Quiero decir con todo esto que el peligro de un pensamiento totalitario, maniqueo y fácil se esconde tras la crisis que padecemos, y junto a él, el recurso a argumentos o respuestas cómodas políticamente correctas: es decir, tradicionales. Por ello, en tiempo de crisis y obligadas podas presupuestarias sería bueno y estético -y por lo tanto, políticamente incorrecto- limitar tanto el número de asesores como el sueldo a nuestros representantes locales, al menos ponderarlos con el número de habitantes del municipio. O que en aras de un Estado definido como aconfesional, habría que reconsiderar tanta ayuda pública a celebraciones confesionales y a sus ritos públicos, cuando no a los equipos de fútbol, que para eso son sociedades anónimas deportivas.

Del mismo modo, en una comunidad autónoma como la nuestra donde la cultura se mezcla por mor de nuestra singular identidad con las Fiestas -Mayores y menores- resulta necesario replantear -que no limitar- tanta ayuda pública a las mismas.
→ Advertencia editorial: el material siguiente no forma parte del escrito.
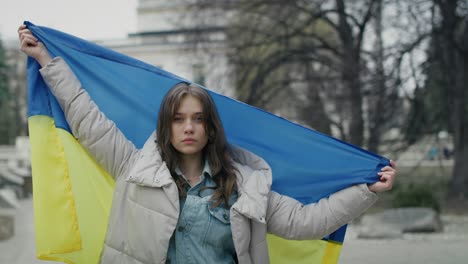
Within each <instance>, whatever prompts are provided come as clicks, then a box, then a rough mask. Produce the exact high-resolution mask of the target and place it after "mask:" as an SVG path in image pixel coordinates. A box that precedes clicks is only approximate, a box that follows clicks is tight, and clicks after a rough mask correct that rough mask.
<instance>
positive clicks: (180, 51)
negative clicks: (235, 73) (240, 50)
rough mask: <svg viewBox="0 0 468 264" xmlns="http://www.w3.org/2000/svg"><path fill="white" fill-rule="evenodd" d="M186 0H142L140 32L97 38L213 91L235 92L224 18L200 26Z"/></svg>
mask: <svg viewBox="0 0 468 264" xmlns="http://www.w3.org/2000/svg"><path fill="white" fill-rule="evenodd" d="M188 12H196V11H194V10H193V9H191V8H190V6H189V4H187V1H181V0H176V1H161V0H139V1H138V7H137V20H138V21H137V32H135V33H131V34H129V35H128V38H126V39H122V40H113V41H98V42H97V44H99V45H103V46H105V47H108V48H110V49H113V50H115V51H117V52H120V53H123V54H126V55H128V56H130V57H134V58H137V59H139V60H142V61H144V62H146V63H149V64H152V65H154V66H157V67H159V68H162V69H164V70H166V71H169V72H171V73H174V74H176V75H178V76H181V77H183V78H185V79H188V80H191V81H193V82H195V83H198V84H200V85H203V86H205V87H207V88H209V89H211V90H213V91H216V92H218V93H222V94H225V95H228V96H233V89H232V82H231V80H232V78H231V77H230V74H229V67H228V62H227V58H226V56H225V54H226V45H225V39H226V38H225V33H224V32H225V31H224V29H225V25H224V22H223V21H222V20H219V19H217V20H215V21H210V23H208V24H209V26H199V23H194V21H191V20H190V19H191V18H193V17H194V16H192V15H188Z"/></svg>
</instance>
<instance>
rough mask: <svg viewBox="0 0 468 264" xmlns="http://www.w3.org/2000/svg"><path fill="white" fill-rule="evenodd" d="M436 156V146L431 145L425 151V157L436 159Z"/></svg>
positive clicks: (437, 156) (434, 159)
mask: <svg viewBox="0 0 468 264" xmlns="http://www.w3.org/2000/svg"><path fill="white" fill-rule="evenodd" d="M438 156H439V150H438V149H437V147H434V146H432V147H431V148H430V149H429V152H428V153H427V158H428V159H429V160H435V159H437V157H438Z"/></svg>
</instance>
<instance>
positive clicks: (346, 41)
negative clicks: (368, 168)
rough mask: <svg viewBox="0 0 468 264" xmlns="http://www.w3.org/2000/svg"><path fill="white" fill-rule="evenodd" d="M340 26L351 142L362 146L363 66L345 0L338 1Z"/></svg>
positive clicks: (345, 86) (343, 73)
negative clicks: (349, 116)
mask: <svg viewBox="0 0 468 264" xmlns="http://www.w3.org/2000/svg"><path fill="white" fill-rule="evenodd" d="M336 6H337V9H338V17H339V21H338V25H337V30H338V34H339V37H340V40H341V45H342V52H343V56H342V59H341V61H342V64H343V65H342V67H341V70H342V73H341V76H342V78H343V84H344V85H345V87H346V88H347V89H348V91H349V98H350V107H351V109H350V112H351V117H350V124H349V142H350V143H351V144H354V145H357V146H362V144H363V139H364V120H363V116H362V113H363V112H362V94H361V65H360V48H361V47H360V46H359V45H358V44H356V41H355V38H354V36H353V31H352V28H351V26H350V25H349V23H348V21H347V15H346V12H345V10H346V7H345V2H344V1H343V0H337V1H336Z"/></svg>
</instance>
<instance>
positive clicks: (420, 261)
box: [0, 199, 468, 264]
mask: <svg viewBox="0 0 468 264" xmlns="http://www.w3.org/2000/svg"><path fill="white" fill-rule="evenodd" d="M20 203H21V208H20V209H18V210H17V212H16V218H15V219H16V225H15V226H16V230H15V232H16V233H15V236H14V237H13V238H10V239H8V240H5V241H0V264H44V263H47V264H49V263H57V262H50V261H40V260H37V259H36V257H35V242H34V225H33V210H32V200H30V199H29V200H22V201H21V202H20ZM442 220H443V222H444V228H445V229H444V232H443V233H439V234H416V235H410V234H408V235H405V236H404V237H403V238H402V239H394V240H363V239H357V238H356V236H357V235H356V234H357V229H358V228H359V226H355V225H350V226H349V227H348V232H347V235H346V240H345V244H344V246H343V250H342V253H341V257H340V262H339V263H340V264H365V263H379V264H407V263H411V264H432V263H444V264H466V263H468V216H444V217H443V219H442ZM18 227H21V228H18Z"/></svg>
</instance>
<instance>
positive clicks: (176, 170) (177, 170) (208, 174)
mask: <svg viewBox="0 0 468 264" xmlns="http://www.w3.org/2000/svg"><path fill="white" fill-rule="evenodd" d="M175 173H177V174H178V175H180V176H182V177H183V178H184V179H185V180H187V178H185V175H184V174H183V173H182V170H181V169H180V167H179V166H177V168H176V169H175ZM201 176H202V177H203V176H209V177H210V178H211V177H212V175H211V167H210V164H209V163H208V160H206V159H205V165H204V166H203V171H202V174H201Z"/></svg>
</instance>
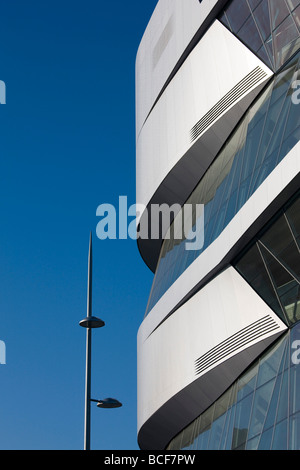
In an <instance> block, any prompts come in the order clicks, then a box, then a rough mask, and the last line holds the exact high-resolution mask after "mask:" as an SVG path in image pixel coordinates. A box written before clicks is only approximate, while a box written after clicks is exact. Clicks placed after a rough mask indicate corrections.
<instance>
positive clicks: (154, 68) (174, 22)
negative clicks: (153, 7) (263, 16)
mask: <svg viewBox="0 0 300 470" xmlns="http://www.w3.org/2000/svg"><path fill="white" fill-rule="evenodd" d="M220 3H224V1H223V2H222V0H221V2H220V0H205V1H204V2H203V3H200V2H199V0H185V1H184V2H182V0H160V1H159V2H158V4H157V6H156V9H155V10H154V12H153V15H152V18H151V21H150V22H149V24H148V27H147V29H146V31H145V33H144V35H143V38H142V41H141V43H140V46H139V49H138V53H137V57H136V97H137V107H136V132H137V135H138V134H139V132H140V130H141V128H142V126H143V124H144V122H145V120H146V118H147V116H148V114H149V112H150V110H151V108H152V107H153V105H154V103H155V101H156V99H157V98H158V96H159V94H160V92H161V90H162V89H163V87H164V85H165V84H166V82H167V80H168V78H169V77H170V75H171V73H172V71H173V70H174V68H175V66H176V65H177V63H178V62H179V60H180V58H181V57H182V55H183V54H184V52H185V50H186V48H187V47H188V45H189V44H190V42H191V41H192V39H193V38H194V36H195V35H196V33H197V31H198V30H199V29H200V28H201V26H202V25H203V24H204V23H205V21H206V19H207V18H208V16H209V14H210V13H211V12H212V11H213V10H214V8H215V7H216V6H217V5H218V4H220Z"/></svg>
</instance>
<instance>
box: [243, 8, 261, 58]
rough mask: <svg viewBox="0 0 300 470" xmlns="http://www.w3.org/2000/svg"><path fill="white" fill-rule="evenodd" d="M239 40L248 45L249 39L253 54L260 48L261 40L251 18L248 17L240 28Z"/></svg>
mask: <svg viewBox="0 0 300 470" xmlns="http://www.w3.org/2000/svg"><path fill="white" fill-rule="evenodd" d="M239 38H240V39H241V40H242V41H243V42H245V43H248V42H249V41H250V38H251V45H252V49H253V50H254V51H255V52H257V51H258V50H259V49H260V48H261V46H262V40H261V37H260V34H259V31H258V29H257V27H256V23H255V22H254V19H253V17H252V16H249V18H248V19H247V21H246V22H245V23H244V24H243V26H242V27H241V29H240V31H239Z"/></svg>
Adivino que no faltará quien alegue que ello daría alas a una reacción capaz de defender la religión católica atacando a la propia democracia; pero, ahora menos que nunca y, particularmente, a este pueblo andaluz, hay que caer en esa simplona y peligrosa equivalencia de que toda fiesta es cultura y que la cultura es siempre fiesta. En cualquier caso, la crisis implica también fiscalizar y evaluar con rigor: verbos cotidianamente marginados de la acción institucional.

Hoy, que nadie es capaz de cuestionar la cultura como derecho indispensable de una sociedad moderna y globalizada; expuesta a numerosos conflictos y amenazas ante un futuro convulso y esperanzador a la vez, resulta harto contradictorio continuar con esta equivocada norma reductora de prácticas culturales argumentadas por una grave crisis. Enterraríamos un importante yacimiento de empleo y condenaríamos a numerosas empresas del sector. Las industrias culturales quedarían convertidas en meros tenderetes artísticos. Que la cultura resulta generadora de empleo y riqueza es incuestionable, dado su impacto directo, indirecto e inducido.

La cultura es un derecho -tanto- como otros que recoge la Constitución. Cualquier recorte es una merma a los valores a los que una sociedad más humana y civilizada debe aspirar. Lo demás es una práctica reaccionaria y peligrosa. Eso sí, con permiso de la SGAE, que tampoco parece que tiene crisis. Sin política no hay democracia, pero sin cultura -queda claro pues-, tampoco.